I’m excited about Halloween.
Cody and I have decided to pair as Dr. Horrible (her) and Captain Hammer (me). They’re simple costumes, so they don’t really fulfill that deep-seated need to construct something epic. However, they’re fun costumes that we can achieve with the time we have. Most of the attendees at the party we’re attending should recognize the outfits, which is a bonus.
So, that’s good news.
From a more long-term point of view, I did some reading up and I severely underestimated the utility of papier-mâché. I’ve been imagining a future filled with hot ABS plastic and noxious fiberglass-resin fumes because those seemed the only ways to get good, smooth, solid costume pieces. I’ve always thought of papier-mâché as crude and flimsy. In the form I used, it was.
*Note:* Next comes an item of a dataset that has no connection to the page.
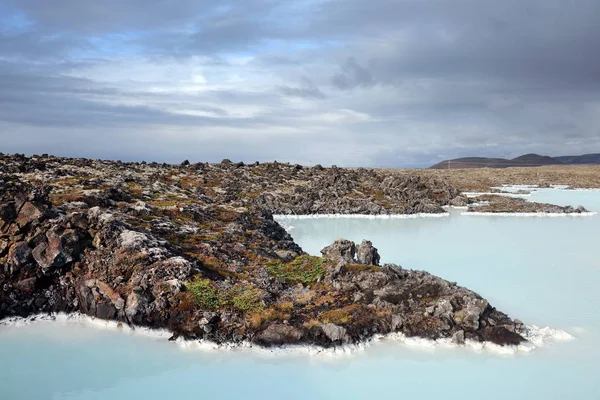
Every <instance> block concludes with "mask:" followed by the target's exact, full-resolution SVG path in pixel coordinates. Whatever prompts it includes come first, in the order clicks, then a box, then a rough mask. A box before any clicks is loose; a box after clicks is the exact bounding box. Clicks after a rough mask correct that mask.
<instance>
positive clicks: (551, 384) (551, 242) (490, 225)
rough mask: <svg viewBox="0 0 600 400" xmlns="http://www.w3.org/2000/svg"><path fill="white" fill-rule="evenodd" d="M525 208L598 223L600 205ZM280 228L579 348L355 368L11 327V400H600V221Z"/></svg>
mask: <svg viewBox="0 0 600 400" xmlns="http://www.w3.org/2000/svg"><path fill="white" fill-rule="evenodd" d="M527 198H528V199H531V200H534V201H545V202H551V203H557V204H564V205H566V204H572V205H574V206H577V205H580V204H582V205H584V206H585V207H587V208H588V209H590V210H594V211H600V192H598V191H596V192H594V191H566V190H552V189H547V190H539V191H536V192H534V193H533V194H532V195H531V196H529V197H527ZM461 213H462V210H451V212H450V216H449V217H445V218H419V219H372V220H368V219H305V220H287V219H286V220H283V222H284V223H285V224H287V225H292V226H293V228H292V229H291V230H290V232H291V233H292V235H293V236H294V238H295V239H296V241H298V243H300V245H301V246H303V248H304V249H305V250H306V251H308V252H310V253H313V254H318V252H319V250H320V249H321V248H322V247H324V246H326V245H328V244H330V243H331V242H332V241H333V240H335V239H336V238H338V237H344V238H347V239H352V240H355V241H360V240H362V239H363V238H369V239H370V240H372V241H373V243H374V244H375V246H376V247H378V248H379V250H380V253H381V255H382V261H384V262H395V263H398V264H401V265H402V266H404V267H405V268H414V269H425V270H428V271H430V272H432V273H435V274H438V275H440V276H442V277H444V278H446V279H450V280H454V281H457V282H458V283H459V284H460V285H463V286H467V287H469V288H471V289H473V290H476V291H478V292H479V293H480V294H482V295H483V296H484V297H486V298H488V299H489V300H490V302H491V303H492V304H493V305H494V306H496V307H498V308H499V309H501V310H503V311H505V312H507V313H508V314H509V315H511V316H513V317H515V318H520V319H521V320H523V321H524V322H525V323H527V324H537V325H540V326H551V327H553V328H560V329H564V330H566V331H567V332H569V333H571V334H572V335H574V336H575V337H576V339H575V340H572V341H568V342H558V343H554V344H549V345H546V346H544V347H539V348H537V349H535V350H534V351H533V352H530V353H517V354H515V355H498V354H495V353H491V352H487V351H483V352H476V351H473V350H471V349H467V348H435V349H429V350H424V349H421V348H414V347H407V346H406V345H405V344H402V343H399V342H395V341H391V340H388V341H384V342H381V343H378V344H374V345H372V346H371V347H369V348H367V349H366V350H364V351H361V352H357V353H354V354H350V355H340V356H333V357H331V356H327V355H317V356H308V355H304V354H287V355H281V354H268V353H261V352H256V351H250V350H231V351H224V350H219V351H214V350H213V351H206V350H197V349H186V348H182V347H181V346H179V345H178V344H175V343H169V342H167V341H166V340H165V338H164V337H163V338H162V339H157V338H152V337H145V336H143V335H141V334H139V333H138V334H132V333H130V332H126V330H123V331H118V330H104V329H97V328H93V327H89V326H86V325H82V324H76V323H70V324H63V323H51V322H42V323H34V324H28V325H24V326H18V327H17V326H10V327H6V326H5V327H0V399H2V400H4V399H137V398H144V399H165V398H206V397H211V398H221V399H229V398H231V399H234V398H235V399H238V398H244V399H259V398H260V399H271V398H283V397H285V398H286V399H307V398H310V399H337V398H340V399H377V398H415V397H417V396H418V398H422V399H428V398H447V399H469V398H475V397H483V398H486V399H506V398H512V399H592V398H600V394H599V393H598V389H597V384H596V382H597V381H598V378H600V368H599V367H598V365H600V363H599V362H598V360H599V359H600V310H599V308H598V304H600V290H598V284H599V283H600V246H599V242H598V239H599V234H598V232H600V230H599V228H600V217H599V216H598V215H595V216H592V217H556V218H537V217H529V218H527V217H488V216H464V215H461Z"/></svg>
But that’s because I was only exploring part of it. Check out this guy.
It makes a lot of sense, if one pauses to think about it. At its most basic, papier-mâché is the same thing as fiberglass: fibers suspended in a glue. Paper is a lot stronger than one might give it credit for, too. Sure, we can rip paper by pulling nearby sections in opposite directions, but have you ever tried to tug on it from two opposite ends? It’ll give, but not without effort and usually local to the area where you’re pulling, not in the middle where the highest stress is. Paper’s strong stuff. Add glue to the mix and you’ve got a decent material—if you execute it correctly.
What’s more, the “strip” form is only one of the two ways to use papier-mâché. The other, using pulped paper, ends up as a clay-like material that can be molded and shaped however you want. Way more versatile. Layer something up with several layers of strips, work in detail with the clay form, and then waterseal it with lacquer of some kind and you’ve got a pretty formidable piece of hardware that’ll stand up to a good amount of weathering.
Get some fine-grained sandpaper to smooth it down, and you might, might have something on par with ABS plastic or fiberglass—as far as costuming goes, anyway—and at a fraction of the cost and risk (glass fibers can do terrible things to your lungs; where’s the risk in water, paper, and flour?).
Suffice it to say I plan to test out this hypothesis at the earliest opportunity. If it works, hoo boy. I shall become a costume making machine.